DAG Orchestration
DAG orchestration coordinates work with explicit dependencies: extract data, transform it, train a model, publish metrics, refresh search indexes, or run analytics backfills. A DAG system turns dependency structure into runnable tasks while tracking data intervals, retries, backfills, and partial completion. It is a workflow engine specialized for graph-shaped batch and data work.
DAG Model
A DAG should be acyclic because cycles make readiness ambiguous. Repeated work is represented by separate runs over intervals, not by graph cycles.
Terms
| Term | Meaning |
|---|---|
| DAG definition | Versioned graph of tasks and dependencies |
| DAG run | One execution of the graph, often for a data interval |
| Task | A node in the graph |
| Task attempt | One try of a task |
| Sensor | A task waiting for external state |
| Backfill | Running historical intervals |
Scheduler Responsibilities
The scheduler decides when a task is runnable:
task is runnable when:
all upstream tasks succeeded
task run_after <= now
task concurrency limits allow it
DAG run is not canceled
required external conditions are metWorkers should not decide dependency readiness. They should execute leased tasks.
Data Intervals
For data systems, the interval is part of correctness.
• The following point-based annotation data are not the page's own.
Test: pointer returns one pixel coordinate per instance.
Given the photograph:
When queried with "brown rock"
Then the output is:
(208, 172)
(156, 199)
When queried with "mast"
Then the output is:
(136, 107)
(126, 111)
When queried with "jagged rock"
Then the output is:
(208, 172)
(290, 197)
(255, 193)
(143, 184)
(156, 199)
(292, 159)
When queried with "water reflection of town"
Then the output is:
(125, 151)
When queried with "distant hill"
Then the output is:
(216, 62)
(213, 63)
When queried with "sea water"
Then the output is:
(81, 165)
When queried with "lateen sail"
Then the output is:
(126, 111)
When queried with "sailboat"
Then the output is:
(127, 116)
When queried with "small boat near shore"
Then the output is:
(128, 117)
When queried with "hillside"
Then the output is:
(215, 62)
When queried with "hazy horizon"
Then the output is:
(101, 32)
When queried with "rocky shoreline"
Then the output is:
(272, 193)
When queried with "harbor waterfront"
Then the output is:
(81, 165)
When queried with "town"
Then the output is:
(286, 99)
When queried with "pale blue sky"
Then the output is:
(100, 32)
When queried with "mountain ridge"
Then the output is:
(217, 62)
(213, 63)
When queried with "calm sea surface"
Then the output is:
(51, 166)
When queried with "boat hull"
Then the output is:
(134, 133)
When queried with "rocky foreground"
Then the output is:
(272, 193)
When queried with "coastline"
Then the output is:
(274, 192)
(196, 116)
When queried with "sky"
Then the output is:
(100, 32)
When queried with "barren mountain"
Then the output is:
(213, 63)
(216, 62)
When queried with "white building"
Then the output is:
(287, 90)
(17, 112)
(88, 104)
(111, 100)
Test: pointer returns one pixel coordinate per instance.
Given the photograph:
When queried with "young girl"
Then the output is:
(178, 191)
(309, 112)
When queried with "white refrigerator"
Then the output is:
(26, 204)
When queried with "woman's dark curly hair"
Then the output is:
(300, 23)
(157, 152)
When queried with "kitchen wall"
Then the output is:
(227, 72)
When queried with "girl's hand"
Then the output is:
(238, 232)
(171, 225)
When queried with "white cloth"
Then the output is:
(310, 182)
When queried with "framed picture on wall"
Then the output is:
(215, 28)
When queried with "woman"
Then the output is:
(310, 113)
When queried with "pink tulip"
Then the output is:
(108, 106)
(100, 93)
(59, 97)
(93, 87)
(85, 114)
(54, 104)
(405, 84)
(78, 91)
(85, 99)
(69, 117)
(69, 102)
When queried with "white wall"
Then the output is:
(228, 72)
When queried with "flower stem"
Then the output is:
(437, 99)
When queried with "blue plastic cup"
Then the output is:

| Run label | Data interval | Common bug |
|---|---|---|
2026-06-15 daily run | 2026-06-15T00:00Z to 2026-06-16T00:00Z | Treating run date as execution date |
| Hourly run at 10:00 | 09:00 to 10:00 | Reading incomplete late data |
| Backfill for May | Many daily intervals | Overloading live warehouse capacity |
Make interval boundaries explicit in task inputs and output paths.
Idempotent Outputs
DAG tasks should write outputs deterministically:
s3://warehouse/orders_daily/dt=2026-06-15/_tmp/run_id=abc
s3://warehouse/orders_daily/dt=2026-06-15/part-000.parquetWrite to a temporary location, validate, then atomically publish or swap metadata. This avoids half-written partitions after task failure.
Backfills
Backfills are production load, not maintenance trivia.
Controls:
- Separate backfill queue.
- Concurrency caps by DAG and dataset.
- Warehouse budget limits.
- Read-only dry run for dependency expansion.
- Backfill pause/resume.
- Output overwrite policy.
Dynamic DAGs
Dynamic task generation is useful for partitioned work, but it can overwhelm the scheduler.
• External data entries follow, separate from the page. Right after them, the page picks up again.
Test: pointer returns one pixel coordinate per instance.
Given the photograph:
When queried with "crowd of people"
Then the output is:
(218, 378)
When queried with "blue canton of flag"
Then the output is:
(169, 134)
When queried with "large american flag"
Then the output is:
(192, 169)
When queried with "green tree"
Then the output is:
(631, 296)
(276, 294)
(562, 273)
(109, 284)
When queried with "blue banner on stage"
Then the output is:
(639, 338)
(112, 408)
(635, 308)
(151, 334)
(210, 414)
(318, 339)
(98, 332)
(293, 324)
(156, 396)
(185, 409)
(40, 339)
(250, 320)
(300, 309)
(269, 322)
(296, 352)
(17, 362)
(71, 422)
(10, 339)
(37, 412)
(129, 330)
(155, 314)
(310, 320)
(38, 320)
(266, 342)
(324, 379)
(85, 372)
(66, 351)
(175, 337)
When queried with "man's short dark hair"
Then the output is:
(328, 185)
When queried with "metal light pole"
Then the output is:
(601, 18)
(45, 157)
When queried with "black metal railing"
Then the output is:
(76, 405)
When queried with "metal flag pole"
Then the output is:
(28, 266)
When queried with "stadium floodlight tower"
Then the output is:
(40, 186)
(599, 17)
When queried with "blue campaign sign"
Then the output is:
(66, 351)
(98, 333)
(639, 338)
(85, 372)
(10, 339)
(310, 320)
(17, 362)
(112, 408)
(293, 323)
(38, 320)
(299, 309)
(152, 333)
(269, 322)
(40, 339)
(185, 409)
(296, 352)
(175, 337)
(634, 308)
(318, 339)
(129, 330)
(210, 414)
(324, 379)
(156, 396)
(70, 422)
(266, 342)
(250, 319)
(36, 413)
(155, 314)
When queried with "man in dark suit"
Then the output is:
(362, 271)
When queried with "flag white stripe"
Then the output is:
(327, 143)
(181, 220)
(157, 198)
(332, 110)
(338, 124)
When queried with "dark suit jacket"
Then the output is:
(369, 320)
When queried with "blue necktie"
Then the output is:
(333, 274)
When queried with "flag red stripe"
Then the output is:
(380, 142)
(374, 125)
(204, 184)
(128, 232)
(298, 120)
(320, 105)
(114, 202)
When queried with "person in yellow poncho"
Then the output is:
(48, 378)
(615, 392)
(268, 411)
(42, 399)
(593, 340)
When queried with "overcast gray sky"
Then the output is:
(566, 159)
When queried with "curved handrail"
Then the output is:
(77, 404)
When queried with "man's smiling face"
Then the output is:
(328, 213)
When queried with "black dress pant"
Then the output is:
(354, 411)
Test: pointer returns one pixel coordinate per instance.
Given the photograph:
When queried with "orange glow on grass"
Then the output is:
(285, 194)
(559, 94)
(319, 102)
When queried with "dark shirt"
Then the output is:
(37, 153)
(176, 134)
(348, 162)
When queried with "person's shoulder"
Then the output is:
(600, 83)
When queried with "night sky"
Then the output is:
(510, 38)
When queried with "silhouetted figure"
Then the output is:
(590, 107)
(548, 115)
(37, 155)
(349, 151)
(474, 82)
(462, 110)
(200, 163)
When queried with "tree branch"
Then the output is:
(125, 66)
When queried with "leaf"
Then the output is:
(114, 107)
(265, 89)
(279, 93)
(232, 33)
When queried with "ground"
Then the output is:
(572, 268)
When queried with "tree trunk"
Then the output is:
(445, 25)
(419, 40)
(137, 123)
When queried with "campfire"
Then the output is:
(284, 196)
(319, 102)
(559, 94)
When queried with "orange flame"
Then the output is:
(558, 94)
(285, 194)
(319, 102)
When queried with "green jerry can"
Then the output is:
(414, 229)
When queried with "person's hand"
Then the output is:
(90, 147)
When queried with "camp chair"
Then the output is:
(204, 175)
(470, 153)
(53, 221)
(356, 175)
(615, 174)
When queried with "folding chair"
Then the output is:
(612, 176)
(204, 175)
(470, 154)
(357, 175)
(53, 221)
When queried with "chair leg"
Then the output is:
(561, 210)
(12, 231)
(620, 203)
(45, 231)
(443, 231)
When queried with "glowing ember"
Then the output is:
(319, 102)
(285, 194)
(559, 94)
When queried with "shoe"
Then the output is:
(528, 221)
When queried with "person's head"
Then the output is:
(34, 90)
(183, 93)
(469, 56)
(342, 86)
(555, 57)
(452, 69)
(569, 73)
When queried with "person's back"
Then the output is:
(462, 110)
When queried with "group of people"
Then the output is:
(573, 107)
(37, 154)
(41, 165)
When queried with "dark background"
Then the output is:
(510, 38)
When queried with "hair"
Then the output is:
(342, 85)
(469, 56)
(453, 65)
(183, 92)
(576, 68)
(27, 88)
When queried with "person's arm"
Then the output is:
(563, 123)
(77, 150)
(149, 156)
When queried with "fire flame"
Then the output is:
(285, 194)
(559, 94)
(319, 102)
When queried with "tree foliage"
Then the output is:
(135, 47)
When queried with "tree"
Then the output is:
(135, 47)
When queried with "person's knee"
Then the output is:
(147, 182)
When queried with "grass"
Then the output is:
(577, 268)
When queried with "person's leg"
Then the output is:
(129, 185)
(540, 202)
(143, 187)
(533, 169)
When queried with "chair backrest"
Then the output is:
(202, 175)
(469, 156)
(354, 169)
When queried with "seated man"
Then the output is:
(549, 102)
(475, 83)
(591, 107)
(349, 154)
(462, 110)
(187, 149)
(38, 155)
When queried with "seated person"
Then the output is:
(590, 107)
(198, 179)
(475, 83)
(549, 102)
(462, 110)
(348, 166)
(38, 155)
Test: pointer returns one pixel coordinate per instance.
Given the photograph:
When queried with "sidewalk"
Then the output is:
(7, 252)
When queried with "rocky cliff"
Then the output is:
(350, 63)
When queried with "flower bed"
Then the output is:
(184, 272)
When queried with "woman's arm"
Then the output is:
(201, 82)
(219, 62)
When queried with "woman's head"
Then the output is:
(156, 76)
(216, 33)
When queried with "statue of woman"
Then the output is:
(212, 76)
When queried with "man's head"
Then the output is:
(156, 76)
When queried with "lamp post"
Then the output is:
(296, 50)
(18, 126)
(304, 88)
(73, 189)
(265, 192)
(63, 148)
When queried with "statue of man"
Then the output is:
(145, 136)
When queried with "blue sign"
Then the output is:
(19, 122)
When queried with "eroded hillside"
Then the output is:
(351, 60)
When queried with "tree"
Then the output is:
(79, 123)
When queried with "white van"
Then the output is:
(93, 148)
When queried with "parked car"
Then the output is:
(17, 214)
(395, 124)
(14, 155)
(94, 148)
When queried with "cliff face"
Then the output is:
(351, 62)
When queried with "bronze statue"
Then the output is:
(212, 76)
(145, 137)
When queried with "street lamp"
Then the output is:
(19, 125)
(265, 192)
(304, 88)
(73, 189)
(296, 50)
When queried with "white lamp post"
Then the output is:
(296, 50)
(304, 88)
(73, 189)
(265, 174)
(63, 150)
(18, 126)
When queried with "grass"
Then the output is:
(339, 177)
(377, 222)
| Pattern | Risk | Control |
|---|---|---|
| One task per customer | Millions of tasks | Batch customers into shards |
| One task per file | Scheduler metadata explosion | Manifest task plus worker-side batching |
| Runtime graph expansion | Hard to reason about retries | Persist expanded graph per run |
Failure Semantics
| Failure | Desired behavior |
|---|---|
| Upstream task fails | Downstream tasks remain blocked or skipped |
| Task times out | Retry if idempotent; otherwise fail fast |
| Data quality check fails | Stop publish path and alert owner |
| Worker dies | Attempt is retried after lease expiration |
| Scheduler dies | Reconstruct runnable tasks from metadata |
Observability
DAG observability needs both graph and data views:
- Critical path duration.
- Task duration by attempt.
- Queue wait vs execution time.
- Failed dependency count.
- Late data count.
- Backfill progress by interval.
- Dataset freshness.
- Output row counts and quality checks.
When to Use
Use DAG orchestration for batch workflows, data pipelines, ML training pipelines, and dependency-heavy jobs. For request-time orchestration, use a workflow engine or service orchestration pattern instead.